Hiding by Susan Tepper


It always happens this way. I make a travel plan and it gets disrupted by my inability to keep track. Strangely (coincidentally?) there is a theme of time in this hotel. Each room (at least those I’ve occupied over the years, about five, I think) -- each has an entry way that’s papered in black antique time-pieces against white. The first time I entered a room here I was charmed by this sophisticated whimsy in the décor. Clocks, watches-I said something like that out loud. Then Jack made a comment about my never wearing a watch. How he’d bought me several expensive watches over the years. I honestly don’t remember receiving a single watch as a gift from my husband. I have no idea what he was talking about.

At any rate, I’ve been in this hotel longer than I anticipated. Denis, the manager, assuring me it is perfectly fine, that my mini-suite has not been reserved by anyone as it’s the off-season.

I’ve gotten to know him over the years. Yesterday we were having a drink in the lobby bar, cozy, tucked away in a corner. Outside was turning dusky, and of course raining. I told him I didn’t know London had an off-season. He patted my hand and said my dear. That’s all. Some men can do that.

“I’ll never get enough of this city," I told him.

Every night I go alone to the theatre. Because Denis is French and married and running this hotel, he never gets to the theatre. I regale him about this or that play. I tell him London is somewhat like New York only way better. Laughing, he disputes my claim saying New York is still the best city in the world.

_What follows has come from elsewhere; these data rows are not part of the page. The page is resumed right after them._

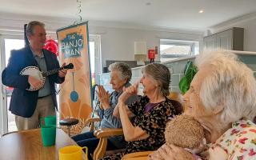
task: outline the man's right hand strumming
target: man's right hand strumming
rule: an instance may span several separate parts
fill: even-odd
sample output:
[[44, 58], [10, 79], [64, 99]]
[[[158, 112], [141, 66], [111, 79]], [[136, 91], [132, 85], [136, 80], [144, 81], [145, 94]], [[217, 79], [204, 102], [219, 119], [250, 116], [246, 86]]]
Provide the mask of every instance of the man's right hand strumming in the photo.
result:
[[33, 76], [29, 76], [28, 82], [34, 89], [40, 89], [43, 84], [42, 82]]

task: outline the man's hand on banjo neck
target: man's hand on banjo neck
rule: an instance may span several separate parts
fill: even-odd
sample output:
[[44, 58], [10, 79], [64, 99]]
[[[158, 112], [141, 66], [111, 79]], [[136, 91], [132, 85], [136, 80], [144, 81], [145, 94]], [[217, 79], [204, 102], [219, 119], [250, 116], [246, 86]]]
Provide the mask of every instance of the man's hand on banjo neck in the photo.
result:
[[[62, 67], [63, 67], [63, 66], [66, 66], [66, 62], [64, 62], [64, 63], [62, 64]], [[67, 70], [66, 70], [66, 69], [58, 70], [58, 77], [60, 77], [60, 78], [64, 78], [64, 77], [66, 76], [66, 72], [67, 72]]]
[[40, 89], [41, 87], [42, 87], [43, 83], [42, 81], [29, 75], [29, 83], [30, 85], [34, 88], [34, 89]]

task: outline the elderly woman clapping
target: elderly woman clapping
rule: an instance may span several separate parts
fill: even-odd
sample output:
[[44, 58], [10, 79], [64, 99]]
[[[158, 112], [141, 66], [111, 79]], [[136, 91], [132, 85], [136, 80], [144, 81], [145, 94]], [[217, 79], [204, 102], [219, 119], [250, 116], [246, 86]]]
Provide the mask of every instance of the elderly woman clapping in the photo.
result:
[[[164, 142], [164, 130], [168, 118], [180, 114], [170, 99], [170, 73], [166, 66], [152, 63], [142, 70], [140, 82], [144, 96], [136, 102], [126, 106], [124, 102], [136, 94], [138, 84], [126, 88], [118, 98], [114, 114], [120, 117], [125, 139], [128, 142], [124, 152], [106, 157], [104, 159], [121, 159], [125, 154], [154, 150]], [[133, 121], [130, 115], [134, 115]]]
[[[214, 52], [196, 58], [198, 72], [184, 95], [188, 114], [204, 127], [206, 159], [256, 159], [256, 82], [253, 72], [231, 53]], [[187, 135], [189, 136], [189, 135]], [[165, 159], [194, 159], [175, 146], [164, 145]]]

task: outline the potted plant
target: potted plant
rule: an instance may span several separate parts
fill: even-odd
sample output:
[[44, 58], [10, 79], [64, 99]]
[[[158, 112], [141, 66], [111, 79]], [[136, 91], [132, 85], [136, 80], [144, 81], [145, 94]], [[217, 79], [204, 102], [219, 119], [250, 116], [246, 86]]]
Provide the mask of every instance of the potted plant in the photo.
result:
[[197, 72], [198, 68], [194, 66], [194, 62], [192, 61], [188, 61], [185, 66], [184, 77], [182, 77], [178, 84], [182, 94], [190, 89], [192, 79]]

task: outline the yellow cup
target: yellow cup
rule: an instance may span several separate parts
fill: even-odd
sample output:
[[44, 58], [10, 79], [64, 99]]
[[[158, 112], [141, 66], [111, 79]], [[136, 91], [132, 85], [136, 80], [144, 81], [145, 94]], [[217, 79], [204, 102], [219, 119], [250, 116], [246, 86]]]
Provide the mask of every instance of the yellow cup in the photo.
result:
[[[86, 149], [85, 158], [82, 156], [82, 149]], [[88, 160], [88, 148], [78, 146], [65, 146], [58, 150], [59, 160]]]

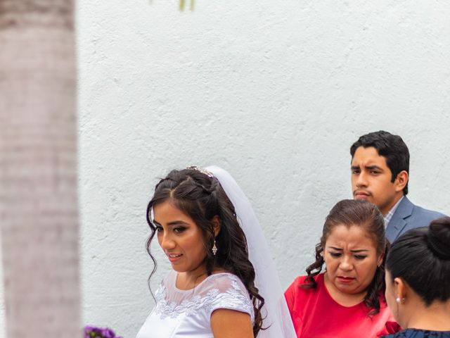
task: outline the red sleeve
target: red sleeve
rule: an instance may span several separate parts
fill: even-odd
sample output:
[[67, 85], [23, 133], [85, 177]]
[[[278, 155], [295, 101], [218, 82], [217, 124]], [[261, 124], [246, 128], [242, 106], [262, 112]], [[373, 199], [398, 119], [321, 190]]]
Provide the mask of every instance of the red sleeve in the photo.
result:
[[292, 284], [289, 285], [289, 287], [288, 287], [288, 289], [286, 289], [286, 291], [284, 292], [284, 296], [286, 299], [286, 303], [288, 303], [288, 308], [289, 308], [289, 312], [290, 313], [291, 316], [292, 314], [292, 311], [294, 309], [295, 297], [302, 280], [302, 277], [297, 277], [297, 278], [295, 278], [295, 280], [294, 280], [294, 282], [292, 282]]

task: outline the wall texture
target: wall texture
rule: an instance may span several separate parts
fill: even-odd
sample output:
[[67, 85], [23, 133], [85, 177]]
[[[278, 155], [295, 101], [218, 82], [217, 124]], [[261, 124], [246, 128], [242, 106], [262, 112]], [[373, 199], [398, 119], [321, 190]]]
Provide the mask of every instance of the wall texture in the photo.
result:
[[350, 197], [360, 134], [401, 135], [411, 199], [450, 213], [449, 16], [438, 0], [79, 0], [84, 324], [132, 338], [152, 308], [145, 209], [172, 168], [234, 176], [284, 287]]

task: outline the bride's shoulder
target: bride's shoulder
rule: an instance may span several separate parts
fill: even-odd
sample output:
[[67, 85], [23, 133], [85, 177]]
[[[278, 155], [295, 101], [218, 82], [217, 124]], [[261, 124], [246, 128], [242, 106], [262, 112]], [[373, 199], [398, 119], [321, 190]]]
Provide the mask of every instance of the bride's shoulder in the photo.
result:
[[210, 275], [200, 285], [203, 289], [217, 289], [219, 293], [229, 290], [247, 289], [240, 279], [236, 275], [226, 271], [220, 271]]

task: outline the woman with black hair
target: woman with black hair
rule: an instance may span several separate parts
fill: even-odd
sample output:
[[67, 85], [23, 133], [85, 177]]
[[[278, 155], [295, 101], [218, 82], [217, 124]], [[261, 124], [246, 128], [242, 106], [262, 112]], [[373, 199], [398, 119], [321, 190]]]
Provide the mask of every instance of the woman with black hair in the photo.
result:
[[400, 330], [384, 299], [386, 246], [375, 205], [346, 199], [331, 209], [316, 261], [285, 292], [298, 337], [371, 338]]
[[450, 338], [450, 217], [408, 231], [386, 258], [386, 300], [405, 330], [389, 338]]
[[150, 277], [155, 235], [173, 270], [136, 338], [295, 337], [248, 200], [228, 173], [207, 169], [171, 171], [148, 203]]

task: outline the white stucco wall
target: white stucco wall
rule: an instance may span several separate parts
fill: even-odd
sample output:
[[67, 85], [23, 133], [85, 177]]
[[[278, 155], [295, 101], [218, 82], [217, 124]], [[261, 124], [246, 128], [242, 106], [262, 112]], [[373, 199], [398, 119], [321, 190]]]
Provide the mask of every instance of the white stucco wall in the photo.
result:
[[449, 16], [437, 0], [79, 0], [84, 323], [134, 337], [153, 307], [145, 210], [172, 168], [234, 176], [284, 287], [350, 197], [362, 134], [401, 135], [411, 199], [450, 213]]

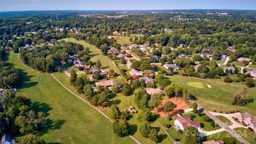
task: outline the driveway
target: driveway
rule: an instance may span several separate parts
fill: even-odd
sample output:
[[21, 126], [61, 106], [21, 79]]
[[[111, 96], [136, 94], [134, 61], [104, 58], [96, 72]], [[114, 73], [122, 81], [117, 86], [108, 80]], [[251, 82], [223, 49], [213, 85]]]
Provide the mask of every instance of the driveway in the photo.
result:
[[233, 117], [235, 117], [235, 115], [237, 113], [233, 113], [233, 114], [222, 114], [222, 113], [218, 113], [215, 112], [212, 112], [209, 111], [211, 114], [212, 114], [214, 116], [222, 116], [227, 119], [228, 119], [230, 122], [233, 123], [231, 125], [228, 126], [231, 129], [233, 130], [236, 127], [244, 127], [247, 129], [247, 127], [244, 126], [243, 125], [240, 124], [239, 123], [236, 122], [234, 119], [232, 118]]

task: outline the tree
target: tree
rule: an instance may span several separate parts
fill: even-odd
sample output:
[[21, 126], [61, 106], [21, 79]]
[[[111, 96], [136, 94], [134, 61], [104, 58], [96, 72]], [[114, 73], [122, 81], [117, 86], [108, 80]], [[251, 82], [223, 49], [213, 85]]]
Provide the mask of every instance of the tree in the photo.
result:
[[131, 86], [127, 83], [125, 83], [123, 86], [122, 93], [124, 95], [127, 96], [131, 95], [132, 92], [132, 91]]
[[192, 103], [192, 108], [193, 108], [194, 113], [197, 113], [197, 103], [196, 102], [194, 102]]
[[129, 124], [126, 120], [119, 119], [114, 121], [112, 124], [114, 132], [119, 137], [127, 135], [129, 131]]
[[79, 93], [84, 93], [84, 79], [81, 77], [77, 77], [76, 81], [75, 82], [75, 86], [76, 89]]
[[157, 137], [158, 137], [158, 134], [155, 129], [151, 129], [150, 132], [149, 133], [149, 135], [148, 137], [151, 140], [156, 143], [157, 143], [158, 141], [158, 139], [157, 138]]
[[151, 131], [151, 126], [149, 122], [146, 121], [140, 126], [140, 132], [143, 137], [148, 138]]
[[101, 68], [101, 62], [100, 60], [98, 60], [97, 63], [96, 63], [96, 67]]
[[90, 99], [94, 94], [92, 86], [90, 84], [86, 84], [84, 87], [84, 93], [85, 97]]
[[35, 136], [31, 134], [23, 137], [19, 143], [20, 144], [44, 144], [46, 143], [43, 139], [40, 137]]
[[173, 110], [174, 106], [174, 105], [173, 104], [173, 103], [171, 101], [167, 101], [166, 102], [165, 102], [165, 103], [164, 103], [163, 111], [165, 113], [169, 114], [170, 111], [171, 111]]
[[253, 87], [255, 85], [253, 79], [251, 77], [245, 78], [245, 84], [247, 85], [247, 86], [249, 87]]
[[75, 85], [75, 82], [76, 82], [76, 79], [77, 78], [77, 74], [76, 74], [76, 71], [72, 69], [71, 71], [70, 74], [70, 83], [71, 85]]
[[194, 73], [195, 72], [195, 70], [194, 69], [193, 66], [190, 66], [188, 68], [188, 70], [187, 71], [187, 75], [189, 76], [191, 76], [193, 75]]
[[100, 72], [95, 71], [92, 73], [92, 78], [95, 79], [100, 79], [101, 78]]
[[198, 130], [194, 126], [187, 126], [183, 131], [181, 143], [199, 144], [200, 134]]
[[161, 104], [163, 97], [161, 94], [155, 93], [153, 93], [150, 97], [150, 100], [148, 101], [148, 106], [150, 108], [153, 108], [156, 107]]
[[172, 82], [170, 81], [169, 78], [164, 78], [162, 79], [160, 82], [160, 85], [161, 86], [161, 89], [164, 89], [168, 85], [170, 85], [172, 83]]
[[232, 79], [231, 79], [230, 77], [229, 76], [226, 76], [224, 78], [224, 82], [225, 83], [232, 83]]
[[112, 119], [118, 119], [120, 118], [121, 113], [116, 105], [112, 105], [109, 109], [108, 115]]

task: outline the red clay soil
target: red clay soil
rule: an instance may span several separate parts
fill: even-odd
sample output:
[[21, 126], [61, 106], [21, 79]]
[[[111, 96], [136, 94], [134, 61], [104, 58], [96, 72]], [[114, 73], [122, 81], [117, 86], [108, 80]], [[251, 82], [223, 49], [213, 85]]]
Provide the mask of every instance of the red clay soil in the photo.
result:
[[[169, 114], [165, 114], [163, 111], [163, 106], [167, 101], [171, 101], [172, 103], [176, 105], [176, 107], [174, 110]], [[186, 103], [182, 98], [172, 98], [169, 99], [165, 99], [162, 101], [162, 106], [157, 108], [155, 108], [155, 112], [156, 112], [161, 117], [164, 118], [167, 117], [169, 115], [173, 115], [178, 113], [183, 113], [184, 111], [183, 109], [189, 108], [189, 105], [188, 103]]]

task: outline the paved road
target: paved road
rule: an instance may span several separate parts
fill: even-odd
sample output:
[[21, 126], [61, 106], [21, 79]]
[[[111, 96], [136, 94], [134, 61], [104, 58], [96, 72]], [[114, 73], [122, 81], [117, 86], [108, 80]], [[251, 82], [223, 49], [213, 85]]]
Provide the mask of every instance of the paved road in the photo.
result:
[[[192, 101], [194, 102], [194, 101]], [[198, 108], [200, 109], [203, 112], [204, 112], [205, 114], [206, 114], [208, 116], [209, 116], [211, 119], [212, 119], [215, 123], [217, 123], [219, 125], [221, 126], [222, 128], [225, 129], [227, 131], [228, 131], [231, 135], [232, 135], [234, 137], [236, 138], [238, 140], [239, 140], [241, 142], [245, 143], [245, 144], [250, 144], [248, 141], [245, 140], [244, 138], [241, 137], [239, 135], [238, 135], [235, 131], [233, 131], [232, 129], [229, 128], [228, 126], [227, 126], [224, 123], [220, 121], [219, 119], [213, 116], [212, 114], [211, 114], [208, 110], [205, 109], [202, 106], [199, 104], [198, 102], [196, 102], [197, 103]]]
[[[60, 84], [61, 85], [62, 85], [64, 88], [65, 88], [65, 89], [66, 89], [68, 91], [69, 91], [70, 93], [71, 93], [72, 94], [73, 94], [74, 95], [75, 95], [76, 97], [77, 97], [77, 98], [79, 99], [80, 100], [82, 100], [83, 102], [85, 102], [87, 105], [89, 105], [90, 106], [92, 107], [92, 108], [93, 108], [94, 109], [95, 109], [96, 110], [97, 110], [98, 111], [99, 111], [99, 113], [100, 113], [101, 115], [102, 115], [105, 117], [106, 117], [106, 118], [107, 118], [108, 121], [109, 121], [111, 123], [113, 123], [113, 121], [110, 118], [109, 118], [107, 115], [106, 115], [105, 114], [104, 114], [101, 110], [100, 110], [100, 109], [99, 109], [98, 108], [94, 107], [94, 106], [93, 106], [92, 104], [91, 104], [91, 103], [90, 103], [89, 102], [85, 100], [84, 99], [82, 99], [81, 97], [79, 97], [78, 95], [77, 95], [76, 94], [75, 94], [75, 93], [74, 93], [73, 92], [72, 92], [71, 90], [70, 90], [68, 87], [66, 87], [66, 86], [65, 86], [63, 84], [62, 84], [54, 75], [53, 74], [51, 74], [51, 75], [52, 76], [52, 77], [53, 77], [53, 78], [59, 83], [60, 83]], [[129, 137], [132, 139], [133, 140], [134, 140], [137, 143], [138, 143], [138, 144], [141, 144], [141, 143], [138, 140], [137, 140], [134, 137], [133, 137], [133, 136], [132, 135], [129, 135]]]

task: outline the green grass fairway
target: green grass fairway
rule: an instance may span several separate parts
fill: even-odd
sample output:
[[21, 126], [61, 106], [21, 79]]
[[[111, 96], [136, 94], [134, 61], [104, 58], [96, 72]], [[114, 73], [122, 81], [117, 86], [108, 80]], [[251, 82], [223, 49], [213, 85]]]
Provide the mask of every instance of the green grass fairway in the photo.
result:
[[[254, 99], [253, 103], [250, 103], [245, 106], [238, 106], [232, 105], [231, 100], [236, 94], [238, 87], [233, 84], [226, 83], [215, 81], [214, 79], [197, 79], [192, 77], [172, 77], [170, 80], [174, 84], [186, 87], [191, 94], [197, 98], [197, 101], [207, 109], [213, 111], [215, 110], [218, 112], [222, 111], [223, 113], [230, 111], [248, 111], [252, 115], [256, 115], [256, 89], [248, 89], [246, 96], [251, 97]], [[191, 82], [202, 83], [204, 85], [203, 89], [195, 89], [194, 87], [188, 84]], [[206, 84], [210, 85], [212, 87], [209, 89]]]
[[[227, 137], [232, 137], [229, 133], [227, 131], [223, 131], [221, 132], [219, 132], [215, 134], [213, 134], [212, 135], [210, 135], [206, 137], [204, 137], [201, 140], [201, 142], [204, 142], [208, 140], [221, 140], [223, 138]], [[234, 138], [236, 140], [236, 144], [240, 144], [241, 143], [238, 140]]]
[[[47, 142], [134, 143], [113, 132], [111, 123], [98, 111], [75, 97], [53, 77], [24, 66], [11, 53], [9, 62], [21, 69], [24, 84], [19, 88], [37, 111], [47, 114], [46, 127], [36, 134]], [[41, 81], [41, 79], [42, 79]]]
[[199, 82], [190, 82], [188, 83], [188, 85], [196, 88], [203, 89], [204, 86], [201, 83]]
[[224, 116], [215, 116], [217, 118], [218, 118], [219, 119], [220, 119], [220, 121], [223, 122], [224, 123], [226, 124], [227, 125], [231, 125], [233, 124], [233, 123], [229, 121], [228, 118], [226, 118]]
[[[70, 86], [69, 84], [69, 78], [66, 75], [63, 73], [54, 73], [54, 76], [55, 76], [57, 79], [60, 81], [64, 85], [67, 86], [69, 90], [76, 93], [76, 90], [75, 89]], [[83, 94], [78, 94], [80, 97], [85, 99], [85, 97]], [[117, 106], [119, 108], [120, 111], [123, 111], [125, 109], [129, 108], [130, 106], [133, 106], [135, 107], [136, 110], [138, 111], [140, 111], [137, 107], [136, 105], [133, 101], [134, 95], [131, 96], [125, 96], [123, 94], [120, 93], [117, 94], [116, 97], [112, 98], [110, 100], [110, 101], [113, 105], [117, 105]], [[107, 115], [108, 115], [109, 108], [105, 108], [103, 109], [101, 109], [104, 113]], [[146, 139], [143, 138], [140, 134], [139, 129], [142, 123], [139, 122], [137, 119], [138, 116], [138, 113], [135, 114], [132, 114], [132, 117], [128, 121], [129, 124], [131, 125], [132, 132], [131, 134], [135, 138], [139, 141], [142, 142], [143, 143], [152, 143], [152, 141], [149, 139]], [[153, 127], [157, 127], [157, 130], [159, 130], [159, 134], [160, 135], [160, 143], [172, 143], [170, 138], [166, 137], [166, 135], [164, 130], [160, 128], [160, 125], [155, 122], [154, 123], [151, 124], [151, 126]]]
[[61, 40], [65, 40], [67, 42], [76, 43], [77, 44], [83, 45], [85, 47], [88, 47], [90, 48], [90, 51], [91, 52], [90, 53], [91, 56], [91, 60], [94, 62], [97, 62], [98, 60], [100, 60], [101, 62], [102, 68], [103, 69], [109, 70], [110, 69], [114, 70], [116, 73], [120, 74], [119, 70], [116, 68], [116, 66], [112, 62], [112, 61], [107, 57], [107, 56], [103, 55], [100, 49], [96, 47], [93, 45], [91, 45], [84, 41], [77, 41], [73, 38], [66, 38]]
[[253, 141], [254, 133], [249, 129], [243, 127], [237, 127], [235, 128], [234, 130], [236, 131], [237, 134], [241, 135], [242, 137], [244, 138], [244, 139], [247, 140], [250, 143], [256, 143], [256, 138], [254, 138], [254, 140]]

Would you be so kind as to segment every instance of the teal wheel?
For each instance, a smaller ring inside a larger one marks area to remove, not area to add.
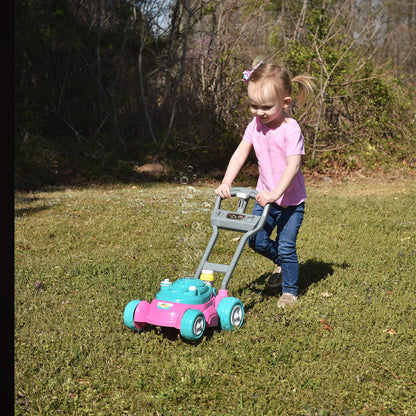
[[[233,331],[243,325],[244,306],[240,299],[224,298],[218,305],[217,312],[221,329]]]
[[[202,337],[205,331],[205,316],[197,309],[188,309],[181,320],[181,335],[191,341]]]
[[[132,300],[124,308],[124,323],[130,329],[138,329],[136,325],[134,325],[134,312],[136,311],[137,306],[139,306],[139,303],[139,300]]]

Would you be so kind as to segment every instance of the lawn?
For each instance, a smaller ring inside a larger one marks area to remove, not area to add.
[[[234,332],[199,342],[123,323],[132,299],[192,276],[213,185],[15,195],[16,415],[416,415],[416,184],[316,182],[298,239],[299,302],[244,249]],[[216,255],[234,253],[224,232]],[[216,276],[219,287],[221,276]]]

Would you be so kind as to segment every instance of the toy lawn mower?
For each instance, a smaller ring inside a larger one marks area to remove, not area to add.
[[[142,330],[147,324],[173,327],[183,338],[198,340],[206,327],[220,327],[232,331],[241,327],[244,319],[243,303],[228,296],[228,282],[250,236],[260,231],[267,219],[269,205],[261,216],[246,214],[250,198],[257,191],[248,188],[231,188],[231,196],[238,198],[235,212],[221,209],[222,198],[216,197],[211,213],[213,233],[193,277],[161,282],[160,291],[150,303],[132,300],[124,309],[124,323],[132,330]],[[238,247],[229,265],[208,261],[219,235],[219,230],[242,232]],[[212,286],[213,273],[225,274],[218,293]]]

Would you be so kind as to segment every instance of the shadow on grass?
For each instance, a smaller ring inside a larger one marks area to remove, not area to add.
[[[305,295],[311,285],[332,276],[334,274],[334,267],[346,269],[349,265],[345,262],[342,264],[335,264],[317,259],[309,259],[299,264],[299,295]],[[249,290],[261,295],[261,298],[264,300],[267,300],[270,297],[276,297],[276,295],[280,293],[281,288],[267,287],[266,282],[269,276],[270,273],[262,274],[248,285],[239,288],[236,291],[236,296],[239,297],[243,292]],[[254,300],[244,304],[244,310],[249,311],[254,307],[254,304]]]

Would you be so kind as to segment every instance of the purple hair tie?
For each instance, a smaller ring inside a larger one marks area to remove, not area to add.
[[[243,71],[243,81],[247,83],[251,76],[253,75],[253,72],[263,63],[263,61],[260,61],[251,71]]]

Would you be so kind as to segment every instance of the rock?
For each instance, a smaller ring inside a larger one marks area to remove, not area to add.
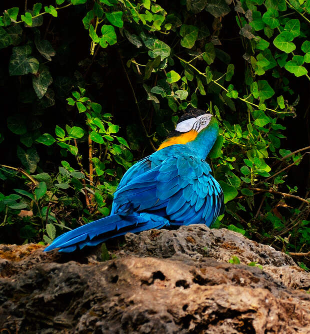
[[[310,296],[293,289],[306,289],[309,278],[286,255],[200,225],[126,240],[104,262],[92,251],[0,245],[0,331],[310,333]],[[228,263],[233,256],[264,270]]]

I tell him that I love the blue and white striped canvas summer chairs they put in the parks here. “New York would never put out chairs in Central Park. They’d all be stolen in an hour."

“An hour?" he says.

“Maybe a half hour."

The steps leading down to St. James Park are practically outside this hotel door. The waterfowl and other birds have diminished because of winter coming, and naturally the chairs have been stored away, but I still see some birds and ducks and of course the pigeons.


“It’s sad, sometimes, the winter," I say to him.

“Don’t be sad. You come here not to be sad, isn’t that so?"

“Totally." I flash him a forced smile.

One trip here I discovered a shop that sells old maps. I saw it again the other day and got a burst of happiness. Maps being a passion of mine. I’ve collected hundreds that are molding away in some storage facility, rolled into bins like tight diplomas. Clear out the place-- my husband’s idea. The new glass house he’d built had to be minimalist. It escalated the silent war between us.

Here in London I have a routine that involves nothing. I never set the clock. It’s one of the worst sounds in the world, a ringing alarm clock. I sometimes wonder if people commit murder or suicide on a day they set their alarm. The body becomes nervous and distracted, and so does the mind. In this hotel, I wake up when my body is ready to receive the day. It is the receiving that most interests me; the taking in. It occurs to me that I might be having sex sometime soon. I haven’t had sex in a while. Sex is hovering. It’s a large bird in hiding from winter.